The United States is on the brink of a major economic slowdown. In fact, it could well be the beginning of the final crash, though it could also be the last dip before that happens. The property market is stagnating as Americans are starting to feel poorer. Cheap oil means cheap everything, and the days of cheap oil are drawing to a close. I saw an interview with Al Gore in which he predicted that Dubya Bush would reverse his stance on climate change and begin the process of scaling back America’s fossil fuel consumption.

I’m not sure he’ll have much of a choice.

China and Venezuela have signed a major oil import-export deal. The government of Chad has just kicked ChevronTexaco out of the country. Officially this is for non-payment of taxes, but it comes just a couple of weeks after a meeting between the government of Chad and a Chinese trade delegation (the first diplomatic contact between the two nations since Chad recognised Taiwan almost a decade ago). Coincidence?

Incidentally, I’m also reading a lot about commodity speculators pumping vast amounts of money into crude oil. If this is true, then there will be a short-lived price crash (possibly down as low as 25 dollars a barrel – my prediction) when the US economy goes south and demand drops dramatically. This would be a good time for poorer nations to buy in enough reserves to fuel a transition to renewables. Not that they will of course. Economists still have too much influence over political decision-making. People who somehow believe that owning a dollar is the same as owning a dollar’s worth of crude oil (that whole “tranformability of units of production” bollocks).

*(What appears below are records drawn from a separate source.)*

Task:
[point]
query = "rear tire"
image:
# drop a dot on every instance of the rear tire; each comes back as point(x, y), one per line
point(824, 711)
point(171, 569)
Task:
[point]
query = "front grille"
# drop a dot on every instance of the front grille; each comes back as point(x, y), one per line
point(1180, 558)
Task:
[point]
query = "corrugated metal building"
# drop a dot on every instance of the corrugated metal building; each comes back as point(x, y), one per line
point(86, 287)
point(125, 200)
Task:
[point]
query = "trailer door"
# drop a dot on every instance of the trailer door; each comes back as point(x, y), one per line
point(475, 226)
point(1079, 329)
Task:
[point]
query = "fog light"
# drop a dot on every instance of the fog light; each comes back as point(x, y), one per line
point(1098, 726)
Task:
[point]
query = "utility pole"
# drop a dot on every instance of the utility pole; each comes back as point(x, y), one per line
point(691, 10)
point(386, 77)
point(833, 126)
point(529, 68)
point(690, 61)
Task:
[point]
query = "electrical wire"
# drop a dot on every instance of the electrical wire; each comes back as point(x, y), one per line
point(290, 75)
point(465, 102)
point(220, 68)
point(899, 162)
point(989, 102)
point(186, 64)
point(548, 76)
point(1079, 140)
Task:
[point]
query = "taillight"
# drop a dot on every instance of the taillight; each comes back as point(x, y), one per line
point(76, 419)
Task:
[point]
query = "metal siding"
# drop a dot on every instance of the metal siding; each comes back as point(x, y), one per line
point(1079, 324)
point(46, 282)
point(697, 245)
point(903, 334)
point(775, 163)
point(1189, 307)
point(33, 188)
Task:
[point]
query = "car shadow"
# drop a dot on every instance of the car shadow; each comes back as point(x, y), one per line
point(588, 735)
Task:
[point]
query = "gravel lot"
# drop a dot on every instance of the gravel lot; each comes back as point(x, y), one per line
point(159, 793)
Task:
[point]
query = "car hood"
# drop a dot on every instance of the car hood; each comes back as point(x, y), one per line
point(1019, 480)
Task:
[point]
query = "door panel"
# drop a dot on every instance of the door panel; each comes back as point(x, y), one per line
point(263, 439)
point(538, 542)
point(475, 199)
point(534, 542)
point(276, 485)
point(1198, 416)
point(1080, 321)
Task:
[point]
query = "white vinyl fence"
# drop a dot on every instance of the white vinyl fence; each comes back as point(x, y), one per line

Swiss banking and investment group, UBS, has become the latest major institution to accept that crude oil production is about to peak. Their prediction is that it will occur within 20 years, however they claim it will be mitigated by a switch to “other energy sources, notably natural gas”. Hmmm… someone needs to a have a quiet word in their ear about gas production and how it’s likely to peak around the same time as oil.

In other news

I read that the Vatican may be about to endorse the theory of Intelligent Design. This can only be a bad thing for science education all over the world. The trouble with I.D. as opposed to plain old wacky Creationism is that it’s a religious belief masquerading as a scientific theory, so it may insidiously work its way onto the science curriculum in religious schools. You may as well teach spaghetti monsterism in schools. I mean, if you’re going to fill kids’ heads with absurd nonsense, then at least make it funny nonsense.

By now of course you’ll all have heard the news that Pluto is no longer a planet. Apparently it’s now categorised as a “dwarf planet”. Does this mean that little people aren’t people anymore? I’m not an astronomer, but I did study a little bit of linguistics, and it seems to me that anything called a dwarf planet is clearly a type of planet. Frankly I think the phrase “solar moon” would have been a lot better (as well as being the title of a novel I wrote some years ago and destroyed).

Meanwhile the Irish government have announced that Aer Lingus, the national airline, will be floated on the stock market by the end of September. As I’ve discussed previously, this is an idiotic decision made by greedy politicians who simply don’t understand the concept of public service. Capitalists, fools and self-interested scoundrels to a person. A pox upon them all.

There’s little doubt in my mind that the combination of climate change and peak oil will result in violence erupting in certain places as people turn on the politicians and business leaders who led them to disaster. I wonder will Ireland be one of those places? And I wonder whether Bertie Ahern and his minions are aware that they may well be first against the wall come the crash? And I’m not talking about a metaphorical wall either.

Anyways, hopefully I’ll get myself back on an even keel – emotionally speaking – before too long. Which means I’ll start taking an interest in what’s happening around the world again, and become a half-decent blogger once more. If not though, I’ll track down some music memes. OK?

* Apologies to my female readers. If you have a favourite quote regarding the way men are the death of hope, then feel free to substitute… it’s human emotion that’s really to blame but, being a straight male, in my case it manifests as per Fred’s aphorism.